The Smithsonian Institution was a pioneer in using 3D printing technology to make fragile, priceless, and unique artifacts more explorable and available to researchers and the public worldwide.

The uses of 3D in the museum space are as multidimensional as the technology itself. But the subject was complex and the uses so cutting edge as to be confusing to a general audience. In fact, the revolutionary work of the three-person 3D team had flown mostly under the radar. The time had come to debut their work.

Yes& teamed with the Smithsonian’s X3D Lab project leaders to share their innovations through a series of online videos, bringing the techniques and their scientific impacts to life.

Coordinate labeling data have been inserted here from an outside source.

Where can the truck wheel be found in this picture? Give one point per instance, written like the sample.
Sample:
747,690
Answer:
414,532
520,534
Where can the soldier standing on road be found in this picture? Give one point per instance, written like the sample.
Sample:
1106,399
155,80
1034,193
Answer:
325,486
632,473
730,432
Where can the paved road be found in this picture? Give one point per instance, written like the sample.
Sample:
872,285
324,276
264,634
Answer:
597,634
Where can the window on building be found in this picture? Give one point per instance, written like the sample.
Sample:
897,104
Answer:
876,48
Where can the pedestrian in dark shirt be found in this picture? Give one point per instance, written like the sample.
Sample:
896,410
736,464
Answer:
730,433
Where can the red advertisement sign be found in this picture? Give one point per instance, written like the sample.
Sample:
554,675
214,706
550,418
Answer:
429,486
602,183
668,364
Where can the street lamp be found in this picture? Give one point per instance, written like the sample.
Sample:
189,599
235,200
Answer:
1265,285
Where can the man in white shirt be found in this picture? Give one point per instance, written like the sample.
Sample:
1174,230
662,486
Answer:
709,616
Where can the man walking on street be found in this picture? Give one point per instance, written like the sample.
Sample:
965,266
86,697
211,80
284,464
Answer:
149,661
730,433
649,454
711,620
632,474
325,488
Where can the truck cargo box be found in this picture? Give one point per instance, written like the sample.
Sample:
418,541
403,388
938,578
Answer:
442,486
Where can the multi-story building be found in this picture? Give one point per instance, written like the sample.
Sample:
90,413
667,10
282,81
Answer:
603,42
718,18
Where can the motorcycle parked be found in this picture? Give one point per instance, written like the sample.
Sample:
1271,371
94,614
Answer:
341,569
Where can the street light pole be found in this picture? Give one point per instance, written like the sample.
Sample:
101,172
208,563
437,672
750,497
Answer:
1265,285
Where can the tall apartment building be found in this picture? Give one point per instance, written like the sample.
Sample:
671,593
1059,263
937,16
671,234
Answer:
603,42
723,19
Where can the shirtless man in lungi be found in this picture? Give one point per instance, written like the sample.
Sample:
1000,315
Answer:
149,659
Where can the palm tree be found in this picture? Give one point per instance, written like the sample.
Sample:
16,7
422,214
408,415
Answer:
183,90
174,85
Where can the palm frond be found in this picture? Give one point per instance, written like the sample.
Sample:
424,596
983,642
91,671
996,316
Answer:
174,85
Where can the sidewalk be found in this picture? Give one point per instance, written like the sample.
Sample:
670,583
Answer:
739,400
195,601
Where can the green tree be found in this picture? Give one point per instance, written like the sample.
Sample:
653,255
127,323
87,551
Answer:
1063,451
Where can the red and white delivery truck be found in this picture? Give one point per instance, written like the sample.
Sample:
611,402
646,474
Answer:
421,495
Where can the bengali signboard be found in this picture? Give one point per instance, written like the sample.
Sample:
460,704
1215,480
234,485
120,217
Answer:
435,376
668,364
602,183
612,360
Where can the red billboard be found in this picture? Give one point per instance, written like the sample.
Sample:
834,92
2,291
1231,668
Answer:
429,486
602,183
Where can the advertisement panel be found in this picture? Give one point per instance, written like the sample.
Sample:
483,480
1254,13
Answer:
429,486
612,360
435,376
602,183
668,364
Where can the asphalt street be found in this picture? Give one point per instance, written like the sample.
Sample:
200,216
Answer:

Telling a 3-Dimensional Story

One of the Smithsonian’s prime uses for 3D technology was as a storytelling device--to bring the museum’s collection to a wider audience in a tangible way.

These could not be ordinary Smithsonian videos. 3D technology is young, fresh and innovative. Its story needed to reflect the excitement that comes with the daily discovery of its potential.

We treated each of the individual videos as short films, each telling part of a larger story – the quest to know man's world.   And each story explores a new use for 3D.  Taken as a whole, these 18 videos create a new, three-dimensional understanding of the power of 3D.

The content was created over the course of 5 days and many late nights at several Smithsonian museums (the Hall of Human Origins at 3am was particularly spooky!). On-camera interviews, aimed at eliciting the passion of Smithsonian experts in an array of disciplines, were filmed from a semi-circular dolly track, evoking the dynamic motion of 3D art.  Newly shot footage of museum objects blends with motion-matched, 3-dimensional depictions, demonstrating the exciting new tool we have to examine our world.


Trailblazing Work Illuminated

The 18-video series debuted at the Smithsonian 3D Lab’s symposium and exposition. Several of the videos were used to coincide with the publication of scientific articles by the Department of Paleobiology.

The Secretary of the Smithsonian Institution pronounced the videos to be "wowsers." The resulting capstone Smithsonian X3D Overview video was recognized with a Silver Telly Award in the Information category. The Silver Award is the highest recognition for excellence in film and video productions.

In the end, Smithsonian X 3D Lab had a new visual tool to capture audience’s imagination and provoke a better appreciation for its groundbreaking, multi-dimensional endeavors.

Presidential Portrait in 3D

The Smithsonian 3D team had an unwritten, personal goal: to be the first to 3D scan a sitting US president. The video series and the buzz it created helped them achieve this dream.